When it comes to the sense of taste, the current historiography focuses on the place of food within the field. Historians use taste as a placeholder for food, eating, and experiencing food. It has been used in the historiography of food to understand how different populations developed unique palates, consumption patterns, and traditions. However, taste is rarely used as an analytical category itself and using the term “taste” in this way ignores the possibility of using the physical, biological sense to understand the environment outside of ingestion and sustenance. There are other ways to “taste” the environment besides through the food it produces. For many eighteenth-century chemists and physicians, sense of taste was a marker of expertise in their field.
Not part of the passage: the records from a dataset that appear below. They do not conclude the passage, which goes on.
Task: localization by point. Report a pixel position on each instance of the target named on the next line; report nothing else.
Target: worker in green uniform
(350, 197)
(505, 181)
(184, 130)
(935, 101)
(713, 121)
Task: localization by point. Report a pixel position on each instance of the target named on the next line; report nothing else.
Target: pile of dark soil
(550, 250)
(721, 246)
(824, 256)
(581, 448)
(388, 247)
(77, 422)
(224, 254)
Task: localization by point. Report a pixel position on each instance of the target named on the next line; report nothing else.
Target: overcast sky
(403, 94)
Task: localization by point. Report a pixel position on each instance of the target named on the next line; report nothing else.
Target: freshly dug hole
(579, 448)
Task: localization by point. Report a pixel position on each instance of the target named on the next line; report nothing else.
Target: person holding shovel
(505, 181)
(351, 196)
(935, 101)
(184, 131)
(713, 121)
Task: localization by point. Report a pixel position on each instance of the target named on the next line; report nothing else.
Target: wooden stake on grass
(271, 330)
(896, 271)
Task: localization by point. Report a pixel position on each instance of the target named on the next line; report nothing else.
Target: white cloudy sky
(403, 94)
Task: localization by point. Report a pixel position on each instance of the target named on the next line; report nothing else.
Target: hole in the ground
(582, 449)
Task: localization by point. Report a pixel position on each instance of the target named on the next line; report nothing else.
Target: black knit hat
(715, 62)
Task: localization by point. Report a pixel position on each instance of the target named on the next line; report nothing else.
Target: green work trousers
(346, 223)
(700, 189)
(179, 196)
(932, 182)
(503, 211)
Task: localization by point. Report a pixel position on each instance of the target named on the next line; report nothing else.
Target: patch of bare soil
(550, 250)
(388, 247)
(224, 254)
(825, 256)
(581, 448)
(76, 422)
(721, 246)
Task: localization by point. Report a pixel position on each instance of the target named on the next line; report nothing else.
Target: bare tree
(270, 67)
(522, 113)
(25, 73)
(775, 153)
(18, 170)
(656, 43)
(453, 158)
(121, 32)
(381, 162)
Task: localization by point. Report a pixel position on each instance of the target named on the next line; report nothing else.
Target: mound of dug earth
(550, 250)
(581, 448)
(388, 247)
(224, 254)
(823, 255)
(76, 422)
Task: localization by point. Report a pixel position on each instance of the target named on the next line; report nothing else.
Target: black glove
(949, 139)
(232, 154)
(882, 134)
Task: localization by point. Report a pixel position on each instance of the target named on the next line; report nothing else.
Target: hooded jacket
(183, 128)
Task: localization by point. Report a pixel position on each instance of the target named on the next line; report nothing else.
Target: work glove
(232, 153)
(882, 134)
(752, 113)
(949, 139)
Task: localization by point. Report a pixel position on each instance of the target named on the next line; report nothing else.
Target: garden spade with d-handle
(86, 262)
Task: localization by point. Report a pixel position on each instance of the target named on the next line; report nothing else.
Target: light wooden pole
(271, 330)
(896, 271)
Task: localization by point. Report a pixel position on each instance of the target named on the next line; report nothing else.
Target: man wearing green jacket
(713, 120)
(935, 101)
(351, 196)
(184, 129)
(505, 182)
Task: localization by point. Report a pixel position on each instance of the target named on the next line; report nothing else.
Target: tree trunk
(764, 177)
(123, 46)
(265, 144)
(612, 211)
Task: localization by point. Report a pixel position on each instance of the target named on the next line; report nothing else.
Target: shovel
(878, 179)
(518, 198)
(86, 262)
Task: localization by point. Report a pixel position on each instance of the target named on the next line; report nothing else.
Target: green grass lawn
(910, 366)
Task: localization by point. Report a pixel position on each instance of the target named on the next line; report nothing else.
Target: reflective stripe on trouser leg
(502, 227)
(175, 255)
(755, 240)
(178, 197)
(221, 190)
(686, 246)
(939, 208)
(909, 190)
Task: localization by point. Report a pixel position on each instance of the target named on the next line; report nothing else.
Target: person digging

These two groups used taste to analyze and understand substances, elements of compounds, possible medicinal uses of ingredients, and diagnostics. While others may be able to identify the bitterness of tree bark or the acidity of a salt solution, only those trained in medicine or chemistry could utilize this information to make informed decisions on their components and possible uses. Unlike most of the work on the history of taste, this paper focuses on sensations in the mouth not based upon food. By examining how chemists and physicians described their environment’s new and different tastes, I hope to push the history of taste (and the senses) outside its comfort zone by using taste as its most straightforward physiological meaning: a sensation perceived in the mouth after contact with a substance.


Alyssa Peterson is a graduate student in the UT History Department and is now completing her dissertation on ideas about connections between earthquakes and health in the 18th century British Caribbean.